Summary of story from CNN, November 3, 2011

A US Senate Foreign Relations subcommittee has heard that, despite the struggle against oppression in portions of the Arab world, rights and opportunities for women are at risk.

Melanne Verveer, Ambassador-at-Large for Global Women’s Issues, said: “No country can get ahead when it leaves half of its people behind, and doesn’t allow women an opportunity to participate in the economic development of their societies.”

She said that Tunisia, with its history of enshrining rights for women in its constitution, showed great promise.

On the other hand, Egypt is “extremely complicated and worrisome.” No women were on the committee that drafted Egypt’s transitional constitutional declaration and its cabinet has only one female member, she pointed out.

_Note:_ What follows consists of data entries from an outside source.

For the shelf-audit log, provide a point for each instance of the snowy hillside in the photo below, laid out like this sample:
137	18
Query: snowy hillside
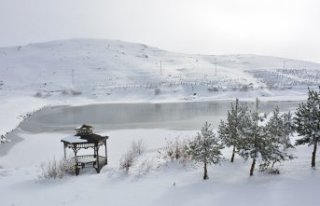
114	69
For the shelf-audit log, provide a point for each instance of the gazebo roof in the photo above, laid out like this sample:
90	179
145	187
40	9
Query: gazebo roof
86	138
84	135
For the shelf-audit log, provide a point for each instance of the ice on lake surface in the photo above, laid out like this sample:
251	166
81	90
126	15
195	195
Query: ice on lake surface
177	116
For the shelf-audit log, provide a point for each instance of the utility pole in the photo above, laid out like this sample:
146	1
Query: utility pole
160	68
215	67
72	77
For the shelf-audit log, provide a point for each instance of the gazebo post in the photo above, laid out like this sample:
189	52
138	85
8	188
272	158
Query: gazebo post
64	151
75	150
106	152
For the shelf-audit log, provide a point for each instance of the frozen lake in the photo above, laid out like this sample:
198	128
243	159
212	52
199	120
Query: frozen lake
177	116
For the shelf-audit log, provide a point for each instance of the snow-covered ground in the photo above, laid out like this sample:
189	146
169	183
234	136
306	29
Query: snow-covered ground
82	71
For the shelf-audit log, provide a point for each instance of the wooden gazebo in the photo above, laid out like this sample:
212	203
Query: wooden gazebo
84	139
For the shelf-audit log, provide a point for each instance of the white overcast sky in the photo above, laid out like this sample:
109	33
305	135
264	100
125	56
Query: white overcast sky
285	28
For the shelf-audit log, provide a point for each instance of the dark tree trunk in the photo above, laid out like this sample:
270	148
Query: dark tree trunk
233	153
313	161
205	175
252	166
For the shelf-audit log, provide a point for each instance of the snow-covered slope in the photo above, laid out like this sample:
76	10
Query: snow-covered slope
113	69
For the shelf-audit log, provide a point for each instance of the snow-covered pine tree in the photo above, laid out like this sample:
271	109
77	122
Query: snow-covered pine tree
307	123
229	130
278	131
255	143
288	128
3	139
206	148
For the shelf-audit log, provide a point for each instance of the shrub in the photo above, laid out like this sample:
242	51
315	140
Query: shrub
176	150
157	91
56	169
127	161
137	147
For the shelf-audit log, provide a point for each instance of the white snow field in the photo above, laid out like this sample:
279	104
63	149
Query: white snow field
85	71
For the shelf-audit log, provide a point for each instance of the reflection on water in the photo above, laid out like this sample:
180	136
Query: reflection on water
180	116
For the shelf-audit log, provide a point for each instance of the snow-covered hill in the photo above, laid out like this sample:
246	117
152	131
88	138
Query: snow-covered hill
116	69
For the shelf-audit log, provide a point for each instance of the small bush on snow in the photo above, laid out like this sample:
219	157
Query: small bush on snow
128	159
3	139
176	150
54	169
137	147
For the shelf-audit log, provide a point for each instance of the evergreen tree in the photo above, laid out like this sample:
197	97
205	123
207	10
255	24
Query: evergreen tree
229	130
206	148
288	128
255	143
307	123
278	131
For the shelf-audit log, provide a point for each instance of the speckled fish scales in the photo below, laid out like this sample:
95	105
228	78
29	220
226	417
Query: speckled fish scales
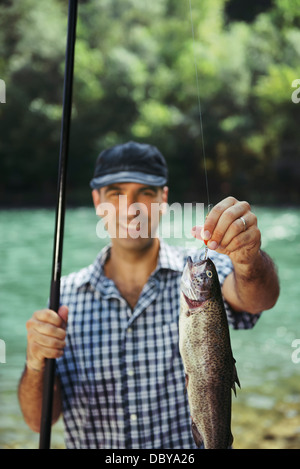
205	348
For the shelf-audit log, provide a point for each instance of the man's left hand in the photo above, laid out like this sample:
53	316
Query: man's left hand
231	228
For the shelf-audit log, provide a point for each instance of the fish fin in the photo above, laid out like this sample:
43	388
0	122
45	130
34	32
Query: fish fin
196	435
235	378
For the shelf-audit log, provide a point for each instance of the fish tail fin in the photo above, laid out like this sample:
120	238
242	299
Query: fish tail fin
196	435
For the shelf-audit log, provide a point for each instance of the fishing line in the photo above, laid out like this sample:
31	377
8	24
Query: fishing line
199	110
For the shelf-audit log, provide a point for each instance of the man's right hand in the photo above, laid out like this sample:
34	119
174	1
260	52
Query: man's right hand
46	333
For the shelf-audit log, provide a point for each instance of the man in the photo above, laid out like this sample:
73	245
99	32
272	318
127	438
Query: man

Egypt’s ruling Supreme Council of the Armed Forces has no female governors, and some conservative and political forces are calling for a rollback of women’s rights.

Senator Jim DeMint expressed concern about the rights of religious minorities in predominantly Muslim societies. He also questioned the role of women in Libya, in light of recent calls by Libya’s National Transitional Council (NTC) to enact Islamic law in the country.

Verveer noted the NTC’s claim that they have no intention of establishing an Islamic theocracy, but added that: “vigilance is critical, speaking out against violations is critical.”

The US, which has yet to ratify the Convention on the Elimination of All Forms of Discrimination Against Women, should now do so, said Senator Barbara Boxer. Otherwise repressive governments could use that omission as a pretext to avoid their own obligations under it.

The UN sponsored treaty has languished in the US Senate since its adoption in 1979.